Lugar Nenhum - Neil Gaiman
Inicialmente uma série para televisão lançada em 1996 pela BBC, esse primeiro livro escrito por Neil Gaiman (mas não primeira obra, veja lá - o sucesso Sandman já existia nessa época) surgiu como uma adaptação da minissérie, que teria sido decepcionante na visão do autor, e digna de ter uma segunda chance para atender às suas expectativas.* Uma sorte para nós, leitores; o livro conta com aquela assinatura que só Gaiman tem, repleta de uma criatividade impecável, ritmo infalível e uma trama deliciosa.

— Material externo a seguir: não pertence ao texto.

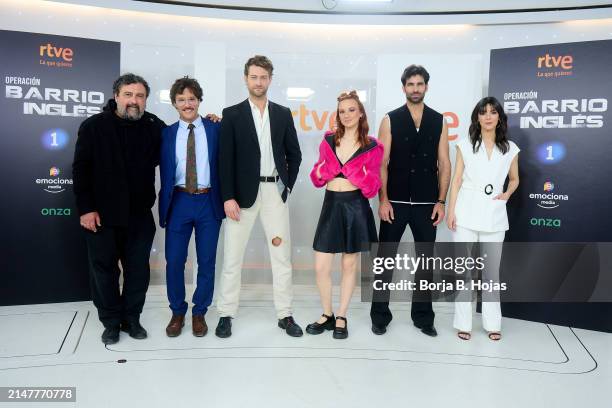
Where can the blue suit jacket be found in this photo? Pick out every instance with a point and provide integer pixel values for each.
(167, 169)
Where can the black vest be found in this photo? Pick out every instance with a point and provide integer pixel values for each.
(413, 160)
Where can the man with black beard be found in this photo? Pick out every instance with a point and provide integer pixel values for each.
(415, 176)
(114, 183)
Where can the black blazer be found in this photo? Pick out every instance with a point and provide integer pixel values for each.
(240, 157)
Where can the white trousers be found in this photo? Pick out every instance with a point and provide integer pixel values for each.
(274, 215)
(491, 310)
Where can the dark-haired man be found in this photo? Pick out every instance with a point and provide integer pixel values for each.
(259, 159)
(114, 182)
(189, 200)
(415, 176)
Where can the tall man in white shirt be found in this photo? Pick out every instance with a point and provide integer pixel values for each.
(259, 159)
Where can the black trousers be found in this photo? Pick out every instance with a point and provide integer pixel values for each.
(131, 246)
(418, 217)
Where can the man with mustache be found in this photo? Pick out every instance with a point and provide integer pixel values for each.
(415, 175)
(259, 159)
(114, 182)
(189, 200)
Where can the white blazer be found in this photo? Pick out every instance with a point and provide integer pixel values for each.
(483, 179)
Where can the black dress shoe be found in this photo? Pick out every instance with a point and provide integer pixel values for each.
(427, 329)
(134, 329)
(224, 327)
(290, 326)
(318, 328)
(379, 330)
(341, 332)
(110, 335)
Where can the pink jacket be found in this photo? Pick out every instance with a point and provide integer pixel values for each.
(368, 182)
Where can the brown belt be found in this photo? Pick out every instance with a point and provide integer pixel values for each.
(197, 191)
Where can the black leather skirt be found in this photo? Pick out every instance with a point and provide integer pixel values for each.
(346, 223)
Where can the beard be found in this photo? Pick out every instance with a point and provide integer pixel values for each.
(128, 113)
(258, 92)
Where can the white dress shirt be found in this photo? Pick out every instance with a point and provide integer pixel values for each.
(262, 126)
(202, 164)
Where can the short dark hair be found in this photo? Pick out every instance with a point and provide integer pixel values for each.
(259, 61)
(413, 70)
(501, 131)
(128, 79)
(181, 84)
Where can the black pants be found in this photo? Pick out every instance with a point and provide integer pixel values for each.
(418, 217)
(132, 246)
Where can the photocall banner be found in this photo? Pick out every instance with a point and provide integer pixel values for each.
(51, 84)
(556, 98)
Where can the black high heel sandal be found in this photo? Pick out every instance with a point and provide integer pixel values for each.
(341, 332)
(318, 328)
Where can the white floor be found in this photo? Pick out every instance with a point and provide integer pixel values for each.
(534, 365)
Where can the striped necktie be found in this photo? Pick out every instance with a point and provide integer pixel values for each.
(191, 172)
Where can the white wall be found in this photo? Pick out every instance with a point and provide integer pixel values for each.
(327, 58)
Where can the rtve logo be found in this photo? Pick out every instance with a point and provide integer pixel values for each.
(550, 61)
(310, 119)
(50, 50)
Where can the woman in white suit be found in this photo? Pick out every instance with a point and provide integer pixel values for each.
(477, 205)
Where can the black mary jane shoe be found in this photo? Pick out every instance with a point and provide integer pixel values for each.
(341, 332)
(318, 328)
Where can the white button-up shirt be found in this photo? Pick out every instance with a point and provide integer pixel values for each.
(202, 165)
(262, 126)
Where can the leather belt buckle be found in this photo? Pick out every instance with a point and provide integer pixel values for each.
(197, 191)
(271, 179)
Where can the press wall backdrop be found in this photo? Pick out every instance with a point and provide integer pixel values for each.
(51, 83)
(556, 97)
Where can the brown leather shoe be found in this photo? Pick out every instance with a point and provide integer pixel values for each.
(175, 326)
(198, 324)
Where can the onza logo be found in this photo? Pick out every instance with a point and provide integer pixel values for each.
(55, 211)
(546, 222)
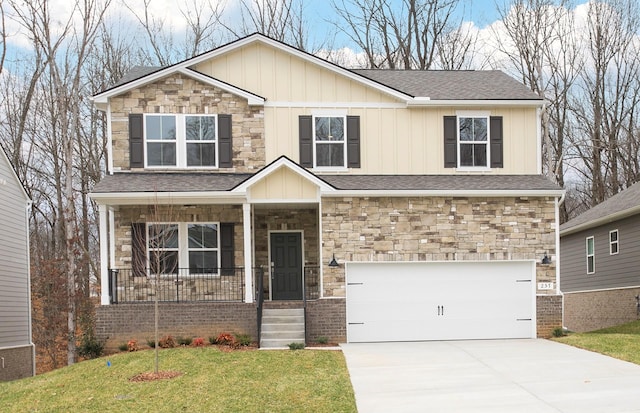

Lugar Nenhum (Neverwhere) começa contando como Richard Mayhew, um pacato cidadão londrino, encontra certo dia uma garota caída na rua, machucada. Inadvertidamente, ele resolve ajudá-la, e isso acaba por mudar sua vida drasticamente. Logo após levar a garota para casa, visto que ela não queria de jeito nenhum ir para um hospital, começam a acontecer coisas estranhas na vida de Richard. Dois indivíduos de aparência estranha, quase inumana (Sr. Croup e Sr. Vandemar) aparecem atrás da menina, de nome Door. Acho extremamente interessante em uma obra quando existe uma escolha de nomes lógica, e não apenas "gosto desse nome aqui e pronto, vai ser o nome do vilão"; e essa escolha sensata acontece com a Door. O nome significa "porta", e é exatamente isso que ela faz: abre portas, para qualquer lugar, e em qualquer lugar - tanto que é dessa forma que Richard a encontra no meio de um beco, surgindo do nada.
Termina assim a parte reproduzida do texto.